A Python policy references one or more Python script policies in the NFM-P, and associates each with a message (RADIUS or other). Each message entry is configured to act on either ingress or egress traffic.

A Python script policy is configured on a Python policy. A Python script policy is used to specify the location of a Python script. The Python script policy specifies three possible URL locations for the script (for example, a local CF card or a remote FTP server). The system picks the first URL that establishes a valid connection. The Python script policy also specifies the method used to ensure the integrity and/or the confidentiality of the content of a Python script, and the action taken when the defined RADIUS message type fails.

A Python script policy can be configured with a script protection key that is shared with the script protection configuration on an NE. If Python script protection is configured, the NE is configured with the same protection key, along with the source URL of the Python script, and the destination URL where the protected script is stored.

A Python policy message entry can be used, for example, to modify RADIUS messages of a RADIUS proxy server, change the RADIUS attributes of the different RADIUS messages, or to process DHCP messages for an interface. A Python policy message entry of the type Syslog can be used to customize the formatting of syslog messages carrying NAT information. Python policies can be configured on the following object types:

• RADIUS server or RADIUS proxy server on a base routing instance ( To configure a RADIUS server on a routing instance and To configure a RADIUS proxy server on a routing instance)

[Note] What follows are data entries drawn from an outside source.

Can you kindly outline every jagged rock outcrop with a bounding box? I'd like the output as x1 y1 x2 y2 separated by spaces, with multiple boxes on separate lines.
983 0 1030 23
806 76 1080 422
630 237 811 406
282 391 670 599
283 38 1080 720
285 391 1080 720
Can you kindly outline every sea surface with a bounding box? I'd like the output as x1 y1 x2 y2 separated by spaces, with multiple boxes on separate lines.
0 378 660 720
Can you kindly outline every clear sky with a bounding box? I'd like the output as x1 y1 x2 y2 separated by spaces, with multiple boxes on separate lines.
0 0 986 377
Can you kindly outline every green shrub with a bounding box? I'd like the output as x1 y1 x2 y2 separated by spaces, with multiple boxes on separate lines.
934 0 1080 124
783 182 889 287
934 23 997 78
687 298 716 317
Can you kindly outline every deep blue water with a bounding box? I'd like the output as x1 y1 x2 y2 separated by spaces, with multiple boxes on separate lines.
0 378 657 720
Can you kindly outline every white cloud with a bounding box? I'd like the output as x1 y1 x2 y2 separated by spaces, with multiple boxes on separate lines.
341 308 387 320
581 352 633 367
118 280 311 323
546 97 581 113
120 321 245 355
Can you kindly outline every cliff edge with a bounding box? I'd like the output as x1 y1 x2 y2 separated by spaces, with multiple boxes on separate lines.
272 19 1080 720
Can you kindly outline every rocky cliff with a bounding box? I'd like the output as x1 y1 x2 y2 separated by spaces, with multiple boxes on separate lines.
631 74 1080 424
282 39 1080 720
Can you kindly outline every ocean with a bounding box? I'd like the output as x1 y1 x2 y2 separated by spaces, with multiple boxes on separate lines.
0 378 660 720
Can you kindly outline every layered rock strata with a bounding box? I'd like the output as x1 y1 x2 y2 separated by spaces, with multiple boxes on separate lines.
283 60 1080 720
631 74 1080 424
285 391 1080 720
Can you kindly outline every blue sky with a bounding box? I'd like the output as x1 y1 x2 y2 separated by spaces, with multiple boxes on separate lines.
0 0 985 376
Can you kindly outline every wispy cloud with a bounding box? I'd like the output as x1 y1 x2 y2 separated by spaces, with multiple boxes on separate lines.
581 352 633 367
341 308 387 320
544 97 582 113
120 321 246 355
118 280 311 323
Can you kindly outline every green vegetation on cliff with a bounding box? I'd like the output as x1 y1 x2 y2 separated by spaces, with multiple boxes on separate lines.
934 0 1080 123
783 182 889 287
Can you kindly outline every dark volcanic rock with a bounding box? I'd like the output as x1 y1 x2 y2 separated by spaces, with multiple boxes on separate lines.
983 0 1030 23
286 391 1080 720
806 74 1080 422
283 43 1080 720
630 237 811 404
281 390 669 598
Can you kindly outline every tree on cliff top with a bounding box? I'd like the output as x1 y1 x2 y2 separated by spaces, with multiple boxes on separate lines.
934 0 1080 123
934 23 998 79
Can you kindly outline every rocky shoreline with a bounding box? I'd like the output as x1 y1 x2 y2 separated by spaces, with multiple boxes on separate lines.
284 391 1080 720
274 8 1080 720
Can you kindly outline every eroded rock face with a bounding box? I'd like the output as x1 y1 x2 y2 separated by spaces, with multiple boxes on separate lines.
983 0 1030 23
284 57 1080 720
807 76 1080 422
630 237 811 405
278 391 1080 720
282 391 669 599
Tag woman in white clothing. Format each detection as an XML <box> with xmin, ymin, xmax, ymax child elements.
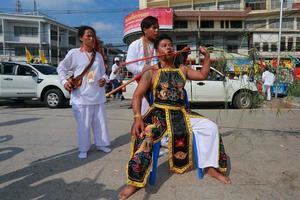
<box><xmin>57</xmin><ymin>26</ymin><xmax>111</xmax><ymax>159</ymax></box>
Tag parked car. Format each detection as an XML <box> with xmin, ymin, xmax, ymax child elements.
<box><xmin>0</xmin><ymin>62</ymin><xmax>70</xmax><ymax>108</ymax></box>
<box><xmin>123</xmin><ymin>65</ymin><xmax>258</xmax><ymax>109</ymax></box>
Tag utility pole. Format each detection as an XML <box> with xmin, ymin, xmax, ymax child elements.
<box><xmin>275</xmin><ymin>0</ymin><xmax>283</xmax><ymax>99</ymax></box>
<box><xmin>33</xmin><ymin>0</ymin><xmax>37</xmax><ymax>15</ymax></box>
<box><xmin>16</xmin><ymin>0</ymin><xmax>22</xmax><ymax>14</ymax></box>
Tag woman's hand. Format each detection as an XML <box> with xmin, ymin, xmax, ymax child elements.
<box><xmin>131</xmin><ymin>117</ymin><xmax>145</xmax><ymax>137</ymax></box>
<box><xmin>98</xmin><ymin>78</ymin><xmax>106</xmax><ymax>87</ymax></box>
<box><xmin>64</xmin><ymin>81</ymin><xmax>73</xmax><ymax>92</ymax></box>
<box><xmin>199</xmin><ymin>46</ymin><xmax>209</xmax><ymax>57</ymax></box>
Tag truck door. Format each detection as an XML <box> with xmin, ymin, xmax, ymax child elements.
<box><xmin>0</xmin><ymin>63</ymin><xmax>17</xmax><ymax>97</ymax></box>
<box><xmin>191</xmin><ymin>69</ymin><xmax>226</xmax><ymax>102</ymax></box>
<box><xmin>13</xmin><ymin>65</ymin><xmax>37</xmax><ymax>97</ymax></box>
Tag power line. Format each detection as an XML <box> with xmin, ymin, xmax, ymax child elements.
<box><xmin>0</xmin><ymin>7</ymin><xmax>138</xmax><ymax>14</ymax></box>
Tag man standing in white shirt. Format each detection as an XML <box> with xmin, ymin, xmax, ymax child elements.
<box><xmin>262</xmin><ymin>67</ymin><xmax>275</xmax><ymax>101</ymax></box>
<box><xmin>126</xmin><ymin>16</ymin><xmax>159</xmax><ymax>114</ymax></box>
<box><xmin>57</xmin><ymin>26</ymin><xmax>111</xmax><ymax>159</ymax></box>
<box><xmin>109</xmin><ymin>57</ymin><xmax>124</xmax><ymax>100</ymax></box>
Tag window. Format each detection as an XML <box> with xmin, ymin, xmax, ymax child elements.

• RADIUS server policy ( To configure a RADIUS server policy)

• IES group interface ( To configure a group interface on an IES)

• VPRN group interface ( To configure a group interface on a VPRN)

A Python policy can be configured with a cache in which script message strings are saved. Other scripts can be configured to retrieve the strings. This functionality is not limited to a particular service type. For example, a RADIUS Python script could save an SLA profile name provided in RADIUS Access-Accept message to the cache, and a DHCP Discovery script could retrieve it. The Python cache is configured with a maximum number of entries, and a maximum size for each entry. The lifespan of cache entries is also configurable.

Each local definition of a distributed (global) Python policy can be configured with a Python cache peer object, which specifies the IP address of an MC redundancy synchronization peer and its associated synchronization tag.

A Python policy can be associated with an ISA-WLAN GW group or and ISA-NAT group, in which case the policy acts as an ISA Python policy. This means that all Python scripts associated with the Python policy are loaded into ISA memory, depending on the state of the Python script (shutdown or not shutdown), and its association with a Python policy.